On Friday, Mr Kageri turned down requests by women lawmakers to speak on the issue, saying that Mr Kumar had apologised.
“We all respect women and we strive to ensure that the respect for the woman is not diluted. I don’t think there is need to raise the issue and create a controversy,” Mr Kageri said.
Meanwhile, a non-governmental organisation (NGO) in Karnataka has filed a complaint against Mr Kumar, and asked the state governor to sanction legal action against him, ANI news agency reported.
This is not the first time that Mr Kumar has been criticised for his comments perceived as sexist.
In 2019, when he was the speaker of the assembly, he compared himself with a “rape victim” while reacting to corruption allegations.
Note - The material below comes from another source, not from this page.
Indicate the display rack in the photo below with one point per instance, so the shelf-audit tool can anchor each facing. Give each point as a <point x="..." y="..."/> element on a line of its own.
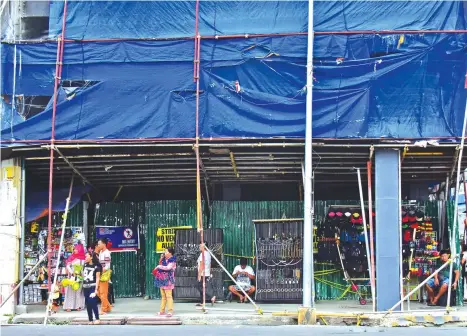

“I got raped once. But like every rape victim, I am being made to feel like I was raped multiple times,” he said. He apologised a day later after a female lawmaker from his own party demanded an apology.
Sexual crimes against women have been in the spotlight since the infamous 2012 gang-rape of a woman on a bus in the capital, Delhi. But despite the increased scrutiny, rape remains a serious problem, with tens of thousands of new cases reported annually.
In recent years, women’s organisations and activists have been quick to call out regressive statements made by influential people, including politicians.
Many have also been forced to apologise after videos of their remarks went viral on social media.
Such comments have also spawned protests and online campaigns challenging patriarchal attitudes and victim-blaming.